Read the blog post accompanying this repository here: https://gecheline.medium.com/infographic-do-more-guns-more-freedom-d38980fa23f7
This repository contains data, its transformation and exploration in terms of firearm ownership rates, firearm and police death rates and freedom indices per country for 2017. The goal with this little project is to search for potential global trends that relate firearm ownership, violence and personal freedom. The analysis is strictly descriptive, as the data, in the format used, is too diverse to grant any robust modeling. However, the simple bar and scatter plots and correlation heatmaps still help us answer the main questions posed:
- Is there evidence for correlation between the firearm and police death rates with firearm ownership rates? - Short answer: NO.
- Are there trends in the death rates by firearm and police with respect to how developed a country is? - We find that three "freedom index" groups can be distringuished in terms of the range of recorded rates, with the US being a strong outlier among high-freedom index countries.

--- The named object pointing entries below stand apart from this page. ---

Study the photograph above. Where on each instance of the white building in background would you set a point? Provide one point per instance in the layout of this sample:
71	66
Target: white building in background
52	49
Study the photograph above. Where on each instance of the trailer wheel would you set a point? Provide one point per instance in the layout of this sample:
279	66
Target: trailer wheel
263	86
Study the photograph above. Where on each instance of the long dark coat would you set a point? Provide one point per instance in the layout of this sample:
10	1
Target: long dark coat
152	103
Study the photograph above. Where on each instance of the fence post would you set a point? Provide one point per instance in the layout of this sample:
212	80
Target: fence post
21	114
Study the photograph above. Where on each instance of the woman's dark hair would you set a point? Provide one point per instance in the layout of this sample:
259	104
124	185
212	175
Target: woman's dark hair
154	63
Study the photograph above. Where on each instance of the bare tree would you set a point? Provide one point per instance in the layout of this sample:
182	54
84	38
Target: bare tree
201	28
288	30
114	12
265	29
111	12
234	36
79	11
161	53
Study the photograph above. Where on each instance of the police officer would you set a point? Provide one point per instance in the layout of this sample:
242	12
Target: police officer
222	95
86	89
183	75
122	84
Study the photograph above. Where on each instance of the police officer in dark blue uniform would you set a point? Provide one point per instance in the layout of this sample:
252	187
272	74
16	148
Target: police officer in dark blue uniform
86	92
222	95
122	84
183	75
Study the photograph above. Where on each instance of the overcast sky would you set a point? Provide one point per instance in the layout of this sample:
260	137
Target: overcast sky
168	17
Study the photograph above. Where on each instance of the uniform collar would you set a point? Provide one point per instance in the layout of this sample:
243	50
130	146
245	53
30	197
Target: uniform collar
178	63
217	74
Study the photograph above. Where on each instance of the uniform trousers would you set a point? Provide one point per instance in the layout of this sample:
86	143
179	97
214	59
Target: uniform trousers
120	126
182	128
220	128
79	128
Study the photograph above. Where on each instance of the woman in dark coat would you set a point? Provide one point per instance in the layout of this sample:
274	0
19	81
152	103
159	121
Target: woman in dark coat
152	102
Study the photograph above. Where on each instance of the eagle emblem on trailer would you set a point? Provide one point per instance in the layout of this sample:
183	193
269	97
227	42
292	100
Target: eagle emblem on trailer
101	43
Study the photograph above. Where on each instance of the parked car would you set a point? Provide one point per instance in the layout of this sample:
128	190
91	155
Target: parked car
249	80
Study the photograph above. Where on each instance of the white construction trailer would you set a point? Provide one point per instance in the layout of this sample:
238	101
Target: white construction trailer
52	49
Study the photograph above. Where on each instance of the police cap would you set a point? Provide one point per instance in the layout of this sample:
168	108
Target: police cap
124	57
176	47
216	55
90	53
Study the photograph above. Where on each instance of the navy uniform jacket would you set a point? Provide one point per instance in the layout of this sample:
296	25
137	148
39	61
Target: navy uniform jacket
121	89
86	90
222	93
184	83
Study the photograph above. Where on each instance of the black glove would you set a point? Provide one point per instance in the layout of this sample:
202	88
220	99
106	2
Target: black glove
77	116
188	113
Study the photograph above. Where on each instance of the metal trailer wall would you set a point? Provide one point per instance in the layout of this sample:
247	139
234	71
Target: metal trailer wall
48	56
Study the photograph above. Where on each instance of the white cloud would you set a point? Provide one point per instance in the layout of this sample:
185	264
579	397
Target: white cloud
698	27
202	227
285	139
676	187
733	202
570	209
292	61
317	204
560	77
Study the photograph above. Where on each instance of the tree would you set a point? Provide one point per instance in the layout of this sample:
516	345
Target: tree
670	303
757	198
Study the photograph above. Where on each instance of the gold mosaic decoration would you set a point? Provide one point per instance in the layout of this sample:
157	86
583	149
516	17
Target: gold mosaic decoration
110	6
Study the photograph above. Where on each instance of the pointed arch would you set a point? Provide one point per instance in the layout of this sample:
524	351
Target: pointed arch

- Does firearm ownership grant more personal freedom? - The data does not show significant correlation between firearm ownership and freedom indices. However, some interesting insights are made regarding the US, which prompt further analysis.
The raw data sets used can be found in raw_data/ and include the follwing:
- IHME-GBD data set - the data set is generated using the GBD Results tool, (citation: Global Burden of Disease Collaborative Network. Global Burden of Disease Study 2019 (GBD 2019) Results. Seattle, United States: Institute for Health Metrics and Evaluation (IHME), 2020. Available from http://ghdx.healthdata.org/gbd-results-tool.). Contains firearm-related, police-related and other death rates per country, per year for years 2013-2019, grouped by age group, sex and cause.
- global gun ownership - downloaded from Wikipedia https://en.wikipedia.org/wiki/Gun_ownership / the Small Arms Survey for 2017
- freedom index - data from the latest report of the Cato Institute, downloaded from Kaggle https://www.kaggle.com/gsutters/the-human-freedom-index?select=hfi_cc_2020.csv (most recent year available in the data set is 2017)
These are transformed into the project_data/ set which contains rates and values from each dataset for 2017, transformed such that each country has a unique country code and value per column.
All code is contained in the firearmStats_world notebook, which requires
- numpy
- pandas
- matplotlib
- seaborn
- itertools for successful execution.
The conclusions of this exploratory analysis are the following:
- There are no clear correlations between firearm ownership, firearm-caused deaths and police-caused deaths on a global level. This is understandable because a lot of these incidents are driven by the laws, politics, economy and stability within a country and these differ greatly on a global scale.
- Personal freedom index (PFI): firearm-caused deaths show the widest range in medium-PFI countries (6 < PFI < 8), while police-caused deaths are highest for low-PFI (PFI < 6) countries. This is logical if we take into account access to firearms and political instabilities in both of these groups.
- USA is a clear outlier in all of these categories within the high PFI group. Its firarm-caused death rates are closer to the mid-PFI countries (with much lower firearm ownership rates), while police-caused death rates fall on the boundary of the values spanned by mid-PFI and low-PFI countries.
- The firearm ownership rate in the US does not follow the trends of the rest of the countries with high PFI. Its removal from the dataset significantly decreases the correlation between firearm ownership and firearm/police fatalities, but slightly increases the correlation between firearm ownership and personal freedom.